How to Repot a Christmas Tree
Posted on December 31 2020
A fake Christmas tree is better than none, but nothing can replicate the nostalgic, fresh resin scent of fresh pine needles! They say, for an artificial Christmas tree to be economically sustainable, it needs to be used for at least fifteen years. Whereas, if you look after your real, live Spruce tree… it can last a lifetime!
Many think that after Christmas your tree will begin to wither and fade – but this is simply not true. If purchased with healthy roots, your tree can be planted in the garden – or, even better, kept in a pot once its time has been served indoors.
If possible, it’s best to invest in a Christmas tree with roots. This way, your tree can easily be repotted and enjoyed for years to come. Our top tip is to keep your tree in a cool room with moist roots.
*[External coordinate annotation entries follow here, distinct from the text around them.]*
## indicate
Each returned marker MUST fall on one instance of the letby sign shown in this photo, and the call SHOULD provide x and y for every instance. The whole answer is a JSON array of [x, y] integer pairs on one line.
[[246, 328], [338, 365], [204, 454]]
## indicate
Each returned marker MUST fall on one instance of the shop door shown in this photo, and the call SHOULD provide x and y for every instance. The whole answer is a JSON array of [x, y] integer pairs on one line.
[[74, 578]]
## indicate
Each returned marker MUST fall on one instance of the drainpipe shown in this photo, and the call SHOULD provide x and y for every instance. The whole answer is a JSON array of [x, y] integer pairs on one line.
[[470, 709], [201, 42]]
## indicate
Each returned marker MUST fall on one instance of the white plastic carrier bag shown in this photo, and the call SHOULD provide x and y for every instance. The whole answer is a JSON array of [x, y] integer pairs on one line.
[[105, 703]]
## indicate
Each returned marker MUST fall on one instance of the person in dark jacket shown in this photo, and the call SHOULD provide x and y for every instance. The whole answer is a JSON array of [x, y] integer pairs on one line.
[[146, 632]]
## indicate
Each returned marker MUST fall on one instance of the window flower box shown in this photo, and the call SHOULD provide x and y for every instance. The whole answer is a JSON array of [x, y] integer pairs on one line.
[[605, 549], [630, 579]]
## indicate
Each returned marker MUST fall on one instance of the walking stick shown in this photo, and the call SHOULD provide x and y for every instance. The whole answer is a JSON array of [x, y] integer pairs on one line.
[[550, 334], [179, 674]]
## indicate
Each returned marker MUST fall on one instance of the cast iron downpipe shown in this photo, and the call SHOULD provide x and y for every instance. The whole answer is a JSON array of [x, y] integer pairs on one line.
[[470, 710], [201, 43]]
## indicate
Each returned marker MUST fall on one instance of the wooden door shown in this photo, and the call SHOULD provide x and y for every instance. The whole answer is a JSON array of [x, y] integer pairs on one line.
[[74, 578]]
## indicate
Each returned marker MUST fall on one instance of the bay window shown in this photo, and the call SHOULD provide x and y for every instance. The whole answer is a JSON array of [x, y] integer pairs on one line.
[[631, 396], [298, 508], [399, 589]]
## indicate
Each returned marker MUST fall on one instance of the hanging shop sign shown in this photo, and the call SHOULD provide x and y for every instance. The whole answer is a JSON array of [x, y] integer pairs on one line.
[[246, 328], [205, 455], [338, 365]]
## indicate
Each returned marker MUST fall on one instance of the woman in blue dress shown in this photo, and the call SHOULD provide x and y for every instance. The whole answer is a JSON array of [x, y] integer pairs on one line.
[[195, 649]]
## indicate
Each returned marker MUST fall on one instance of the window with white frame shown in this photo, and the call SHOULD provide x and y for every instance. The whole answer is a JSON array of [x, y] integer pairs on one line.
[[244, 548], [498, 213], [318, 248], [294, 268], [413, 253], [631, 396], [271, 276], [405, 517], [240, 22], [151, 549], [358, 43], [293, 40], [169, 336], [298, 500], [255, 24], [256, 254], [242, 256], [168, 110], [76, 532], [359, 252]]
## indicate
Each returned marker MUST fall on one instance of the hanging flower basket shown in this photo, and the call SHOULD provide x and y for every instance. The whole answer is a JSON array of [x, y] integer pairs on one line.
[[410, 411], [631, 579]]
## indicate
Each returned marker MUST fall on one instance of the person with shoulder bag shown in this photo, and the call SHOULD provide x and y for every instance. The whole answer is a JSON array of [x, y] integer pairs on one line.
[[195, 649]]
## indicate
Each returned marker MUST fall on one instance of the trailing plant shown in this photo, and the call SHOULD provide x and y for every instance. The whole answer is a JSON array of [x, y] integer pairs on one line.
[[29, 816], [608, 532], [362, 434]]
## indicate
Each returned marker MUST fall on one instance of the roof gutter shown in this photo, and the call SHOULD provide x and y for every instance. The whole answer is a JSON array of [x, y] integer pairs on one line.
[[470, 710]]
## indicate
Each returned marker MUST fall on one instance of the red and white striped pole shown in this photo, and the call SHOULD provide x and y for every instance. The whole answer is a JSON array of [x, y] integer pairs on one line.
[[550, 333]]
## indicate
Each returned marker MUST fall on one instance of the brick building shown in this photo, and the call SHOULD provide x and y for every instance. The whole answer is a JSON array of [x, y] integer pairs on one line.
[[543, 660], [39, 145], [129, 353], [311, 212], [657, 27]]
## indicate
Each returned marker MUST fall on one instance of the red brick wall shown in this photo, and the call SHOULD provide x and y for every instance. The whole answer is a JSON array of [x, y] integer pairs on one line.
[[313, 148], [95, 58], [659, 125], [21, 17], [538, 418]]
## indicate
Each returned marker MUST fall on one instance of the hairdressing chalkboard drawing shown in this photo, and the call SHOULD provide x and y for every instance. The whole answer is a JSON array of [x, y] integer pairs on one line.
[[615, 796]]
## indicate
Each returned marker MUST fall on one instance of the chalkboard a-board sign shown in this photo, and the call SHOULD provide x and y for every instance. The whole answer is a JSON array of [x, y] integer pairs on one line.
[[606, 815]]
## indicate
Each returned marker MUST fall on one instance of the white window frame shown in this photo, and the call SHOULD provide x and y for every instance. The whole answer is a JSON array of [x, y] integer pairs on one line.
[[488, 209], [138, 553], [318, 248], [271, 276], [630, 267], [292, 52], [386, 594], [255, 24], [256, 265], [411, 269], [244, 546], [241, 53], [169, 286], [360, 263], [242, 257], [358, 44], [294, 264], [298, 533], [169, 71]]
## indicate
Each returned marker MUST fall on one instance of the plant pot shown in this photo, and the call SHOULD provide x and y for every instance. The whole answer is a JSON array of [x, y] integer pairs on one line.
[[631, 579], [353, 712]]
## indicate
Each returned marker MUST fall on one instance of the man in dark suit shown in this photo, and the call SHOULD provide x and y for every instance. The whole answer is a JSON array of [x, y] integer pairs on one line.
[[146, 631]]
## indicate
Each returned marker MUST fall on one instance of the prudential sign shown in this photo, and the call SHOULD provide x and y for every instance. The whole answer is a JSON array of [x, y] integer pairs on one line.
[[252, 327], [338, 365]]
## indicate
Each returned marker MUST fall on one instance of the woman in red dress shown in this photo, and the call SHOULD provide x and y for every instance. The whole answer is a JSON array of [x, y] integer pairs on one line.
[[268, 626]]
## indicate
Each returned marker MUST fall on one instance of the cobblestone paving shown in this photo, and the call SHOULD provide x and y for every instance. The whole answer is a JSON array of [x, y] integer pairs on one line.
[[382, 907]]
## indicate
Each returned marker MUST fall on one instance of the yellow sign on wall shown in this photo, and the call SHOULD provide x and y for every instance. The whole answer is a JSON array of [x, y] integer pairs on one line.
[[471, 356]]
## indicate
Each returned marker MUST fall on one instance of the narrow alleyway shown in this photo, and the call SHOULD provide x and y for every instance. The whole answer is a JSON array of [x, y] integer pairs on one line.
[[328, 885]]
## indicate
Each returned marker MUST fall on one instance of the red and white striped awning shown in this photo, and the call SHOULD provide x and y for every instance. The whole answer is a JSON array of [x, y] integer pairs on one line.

Your tree will have been growing in chilly weather and has already gone into dormancy so try to keep it in its natural winter state by placing it away from open fires or radiators. This will give it a higher chance of a successful outdoor transition after Christmas. Re-plant your tree after Christmas by placing it in a hole in your garden or a pot about double the diameter of its current pot, give it a good drink and cover with some good quality mulch.
The hardy Spruce tree is seasoned to cold temperatures and frosty, exposed sites – so it should have no problem comfortably living out the rest of the chilly winter in your garden!
If you buy a cut-down tree lacking in a root structure then unfortunately you will not be able to replant it in your garden. Whilst hosting your cut Christmas tree, be sure to house it in a tree-holder to ensure that it receives the support it requires whilst drinking throughout the time it is inside.
Our top tip! While it is inside, give your Christmas tree a delicious drink by regularly adding ice cubes to its pot. They will melt over time and keep your root structure cool and moist.